Political interference and claims of racism at South Africa's biggest state-owned companies have left them leaderless, threatening to delay $64 billion in investment and slow the economy's recovery from recession.

State power utility Eskom Holdings Ltd. has lost its chairman and ports and rail company Transnet Ltd. has no permanent CEO amid disputes fueled by allegations of racism.

Eskom plans to spend 385 billion rand ($52 billion) over the next five years to avert a recurrence of power shortages that idled the country's mines for five days last year. Transnet is spending 81 billion rand. Together the plans form the bulk of a government program to pull the economy out of its first recession in 17 years.

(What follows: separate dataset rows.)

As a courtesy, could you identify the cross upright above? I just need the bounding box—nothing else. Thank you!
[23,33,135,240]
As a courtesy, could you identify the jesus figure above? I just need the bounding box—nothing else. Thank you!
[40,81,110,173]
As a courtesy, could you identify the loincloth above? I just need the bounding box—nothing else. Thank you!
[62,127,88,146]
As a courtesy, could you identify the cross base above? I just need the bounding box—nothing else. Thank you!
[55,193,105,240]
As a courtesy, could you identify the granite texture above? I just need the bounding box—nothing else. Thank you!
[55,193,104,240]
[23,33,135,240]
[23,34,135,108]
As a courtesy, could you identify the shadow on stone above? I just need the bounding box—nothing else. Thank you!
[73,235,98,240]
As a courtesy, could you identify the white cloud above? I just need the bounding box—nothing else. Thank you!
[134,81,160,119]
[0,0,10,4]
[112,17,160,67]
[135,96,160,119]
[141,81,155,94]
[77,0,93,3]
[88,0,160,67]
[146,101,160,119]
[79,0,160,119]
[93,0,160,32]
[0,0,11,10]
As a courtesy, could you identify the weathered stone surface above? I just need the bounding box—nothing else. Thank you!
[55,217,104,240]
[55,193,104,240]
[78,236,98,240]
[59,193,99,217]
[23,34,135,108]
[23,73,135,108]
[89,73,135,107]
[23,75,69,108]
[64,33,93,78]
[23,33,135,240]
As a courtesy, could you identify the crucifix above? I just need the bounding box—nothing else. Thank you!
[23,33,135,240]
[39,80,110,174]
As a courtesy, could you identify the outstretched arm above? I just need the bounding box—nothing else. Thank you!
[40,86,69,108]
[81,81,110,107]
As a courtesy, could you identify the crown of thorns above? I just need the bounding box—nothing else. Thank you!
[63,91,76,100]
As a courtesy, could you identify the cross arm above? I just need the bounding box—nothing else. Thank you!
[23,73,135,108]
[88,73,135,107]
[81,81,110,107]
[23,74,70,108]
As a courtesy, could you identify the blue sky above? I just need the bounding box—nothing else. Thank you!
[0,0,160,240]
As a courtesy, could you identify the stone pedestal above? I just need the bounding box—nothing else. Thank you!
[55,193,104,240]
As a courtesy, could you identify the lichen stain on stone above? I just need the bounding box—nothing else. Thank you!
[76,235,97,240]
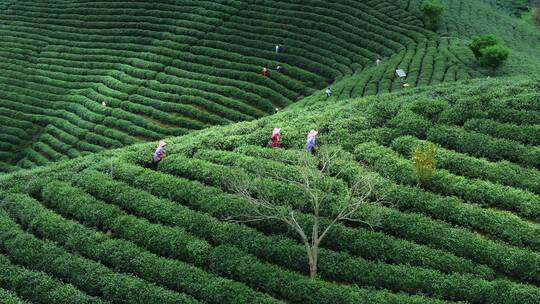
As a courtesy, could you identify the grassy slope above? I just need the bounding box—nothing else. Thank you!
[1,76,539,304]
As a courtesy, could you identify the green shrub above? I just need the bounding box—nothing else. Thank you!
[83,162,494,279]
[464,118,540,146]
[37,181,443,304]
[387,110,432,138]
[0,208,198,304]
[479,44,510,68]
[0,255,103,304]
[467,35,510,69]
[11,191,279,304]
[208,245,443,304]
[427,125,540,169]
[356,140,540,249]
[412,142,438,186]
[0,288,28,304]
[487,108,540,125]
[421,0,445,29]
[88,163,540,303]
[392,135,540,195]
[468,35,500,58]
[408,98,449,121]
[101,162,540,287]
[326,154,540,284]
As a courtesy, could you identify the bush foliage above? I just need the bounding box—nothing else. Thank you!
[421,0,445,29]
[0,77,540,302]
[0,1,538,301]
[468,35,510,69]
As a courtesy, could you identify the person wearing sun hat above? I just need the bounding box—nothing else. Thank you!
[271,128,281,148]
[306,130,318,155]
[149,140,167,170]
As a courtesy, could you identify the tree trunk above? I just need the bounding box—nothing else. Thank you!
[308,247,318,278]
[306,244,319,279]
[309,209,320,279]
[309,261,317,278]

"If Eskom doesn't sort out their problems, the market will punish them by charging them more on their debt," said Malcolm Charles, a portfolio manager at Investec Asset Management in Cape Town. "They are running out of lives."

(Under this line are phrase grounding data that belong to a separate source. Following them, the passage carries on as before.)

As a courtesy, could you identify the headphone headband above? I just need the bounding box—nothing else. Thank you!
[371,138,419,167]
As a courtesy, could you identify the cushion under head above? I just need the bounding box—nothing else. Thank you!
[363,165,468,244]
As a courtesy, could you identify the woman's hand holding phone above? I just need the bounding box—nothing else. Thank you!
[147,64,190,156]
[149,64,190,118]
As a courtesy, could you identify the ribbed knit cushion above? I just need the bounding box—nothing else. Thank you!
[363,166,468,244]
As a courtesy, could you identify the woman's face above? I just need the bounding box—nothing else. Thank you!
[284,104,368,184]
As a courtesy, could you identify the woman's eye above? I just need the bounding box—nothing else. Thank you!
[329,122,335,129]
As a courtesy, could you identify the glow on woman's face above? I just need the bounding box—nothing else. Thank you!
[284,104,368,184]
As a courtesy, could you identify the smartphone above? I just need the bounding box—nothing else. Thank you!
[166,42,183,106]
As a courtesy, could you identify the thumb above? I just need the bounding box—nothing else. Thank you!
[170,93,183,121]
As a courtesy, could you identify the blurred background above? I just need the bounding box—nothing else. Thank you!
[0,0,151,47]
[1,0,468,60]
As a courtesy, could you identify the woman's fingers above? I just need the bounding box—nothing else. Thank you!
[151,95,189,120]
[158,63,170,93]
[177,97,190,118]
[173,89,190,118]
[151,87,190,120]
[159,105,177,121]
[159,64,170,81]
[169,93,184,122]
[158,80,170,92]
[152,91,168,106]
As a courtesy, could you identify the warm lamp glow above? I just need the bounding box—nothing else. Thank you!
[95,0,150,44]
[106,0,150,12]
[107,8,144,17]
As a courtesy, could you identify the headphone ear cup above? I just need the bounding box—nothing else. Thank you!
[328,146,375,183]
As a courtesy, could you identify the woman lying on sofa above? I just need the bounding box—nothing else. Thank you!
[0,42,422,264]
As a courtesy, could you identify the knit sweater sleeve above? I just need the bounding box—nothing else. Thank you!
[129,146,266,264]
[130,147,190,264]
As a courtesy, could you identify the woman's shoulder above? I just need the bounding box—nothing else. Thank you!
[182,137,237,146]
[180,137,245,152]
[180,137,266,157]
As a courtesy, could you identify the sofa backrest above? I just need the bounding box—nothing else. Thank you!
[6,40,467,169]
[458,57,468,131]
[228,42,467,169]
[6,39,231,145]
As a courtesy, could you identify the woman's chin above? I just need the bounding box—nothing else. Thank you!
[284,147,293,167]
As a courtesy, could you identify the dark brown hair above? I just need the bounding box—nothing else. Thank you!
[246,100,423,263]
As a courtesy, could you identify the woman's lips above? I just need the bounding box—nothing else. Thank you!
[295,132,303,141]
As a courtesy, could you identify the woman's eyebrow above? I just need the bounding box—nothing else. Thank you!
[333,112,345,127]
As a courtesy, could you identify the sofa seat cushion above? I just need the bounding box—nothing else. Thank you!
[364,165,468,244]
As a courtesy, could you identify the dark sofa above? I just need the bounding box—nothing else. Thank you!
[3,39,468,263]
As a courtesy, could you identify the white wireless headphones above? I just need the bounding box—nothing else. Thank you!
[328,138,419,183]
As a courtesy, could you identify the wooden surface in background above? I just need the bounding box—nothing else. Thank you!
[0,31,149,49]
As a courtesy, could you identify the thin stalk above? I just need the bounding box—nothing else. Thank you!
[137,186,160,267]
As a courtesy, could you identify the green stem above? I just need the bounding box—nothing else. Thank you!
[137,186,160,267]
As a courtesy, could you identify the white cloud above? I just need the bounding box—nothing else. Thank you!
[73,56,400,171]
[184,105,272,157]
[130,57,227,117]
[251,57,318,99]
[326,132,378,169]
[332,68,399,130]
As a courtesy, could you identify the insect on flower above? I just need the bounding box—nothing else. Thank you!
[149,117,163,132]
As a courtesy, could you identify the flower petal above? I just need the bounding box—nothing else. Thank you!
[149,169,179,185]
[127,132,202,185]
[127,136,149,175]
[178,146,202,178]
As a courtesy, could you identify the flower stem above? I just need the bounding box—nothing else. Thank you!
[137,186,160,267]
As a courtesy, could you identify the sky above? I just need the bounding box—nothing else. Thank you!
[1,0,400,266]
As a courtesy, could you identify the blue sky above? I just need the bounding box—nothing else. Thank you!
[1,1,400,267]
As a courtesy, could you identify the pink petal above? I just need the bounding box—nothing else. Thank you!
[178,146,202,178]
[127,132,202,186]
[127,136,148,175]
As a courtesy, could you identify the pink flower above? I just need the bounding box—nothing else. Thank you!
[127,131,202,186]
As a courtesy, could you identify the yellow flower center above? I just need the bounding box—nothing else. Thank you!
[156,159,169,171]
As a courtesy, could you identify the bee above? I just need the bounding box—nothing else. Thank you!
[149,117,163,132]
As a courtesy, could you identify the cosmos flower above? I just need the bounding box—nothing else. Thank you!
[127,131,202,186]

Bobby Godsell, the 57-year-old white chairman of Eskom, which has 71.5 billion rand of outstanding debt, according to Bloomberg data, resigned after he tried to enforce a verbal offer by the black CEO, Jacob Maroga, 49, to step down. The youth league of the African National Congress and the Black Management Forum, which represents black executives, said he was a racist.

'Baas-Boy'

Godsell had a "baas-boy mentality" toward Maroga, the forum said, using the Afrikaans term for master. The search for a new chairman and CEO may take six months, acting Chairman Mpho Makwana said at a press conference today.

"Powerful individuals are playing politics with the senior positions," said Nic Borain, a Cape Town-based political analyst. "The tension between running an effective state and running a mad feeding frenzy for an aspirant class of people is becoming untenable for the ANC."